Não encontrei estudos acadêmicos reconhecidos que tivessem chegado às mesmas conclusões da tal pesquisa. Não é isso o que vemos no Brasil. Não é isso que mostram pesquisas de grande fôlego, como a realizada por Jean Twenge, professora de Psicologia da Universidade Estadual de San Diego, nos Estados Unidos, que desde 1995 estudou 11 milhões de jovens americanos, uma pesquisa transgeográfica e transcultural. Segundo a pesquisadora, “os  Jljovens da Geração Smartphone são menos rebeldes, mais solitários e menos felizes. Eles são menos propensos a dirigir, trabalhar, fazer sexo, sair etc. São jovens que cresceram na era dos smartphones, estão menos preparados para a vida adulta, segundo a pesquisa americana.  O filósofo Luiz Felipe Pondé, ao falar da descrença na política e se valendo dos seus 25 anos de magistério e do seu conhecimento sobre pesquisas acerca da juventude mundial, observou que, nos últimos 25 anos, houve grande distanciamento dos jovens em relação às pessoas experientes e a ambientes culturais. As redes fazem muito barulho, mas empobrecem o debate, promovem uma pobreza semântica.  As discussões em sala de aula são cada vez mais pobres e difíceis.   

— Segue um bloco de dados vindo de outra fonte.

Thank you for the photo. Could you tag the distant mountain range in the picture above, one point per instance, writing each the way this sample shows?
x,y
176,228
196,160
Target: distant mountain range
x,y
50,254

Os jovens não querem ler Otelo, de William Shakespeare, porque Otelo é machista; não querem ler Macbeth, porque aborda a ambição humana.  Há uma infantilização dessas novas gerações. Muitos jovens entram na universidade buscando um espaço de promoção da autoestima, espaço em que eles não tenham nenhuma dificuldade, nem situação de tensão.  Os jovens buscam um espaço no qual não sejam contrariados. Os jovens já ingressam na política engajados na política partidária, a partir de uma perspectiva militante, restrita em termos de semântica e de pautas.   Precisamos entender as estratégias que estão sendo usadas para instrumentalizar jovens para esses discursos de ódio e de intolerância.   E com que interesse se alimenta a psicopatologia da vida mental? Penso muitas vezes que a polarização política nas redes sociais pode ser interpretada à luz de Bion. Já em 1962, Wilfred Bion, psicanalista, médico e psiquiatra, que nasceu na Índia e radicou-se na Inglaterra, estudou a evolução de transtornos psiquiátricos que estão contidos no que ele prefere denominar como super superego e podem se apresentar como  uma forma psicótica de pensar. 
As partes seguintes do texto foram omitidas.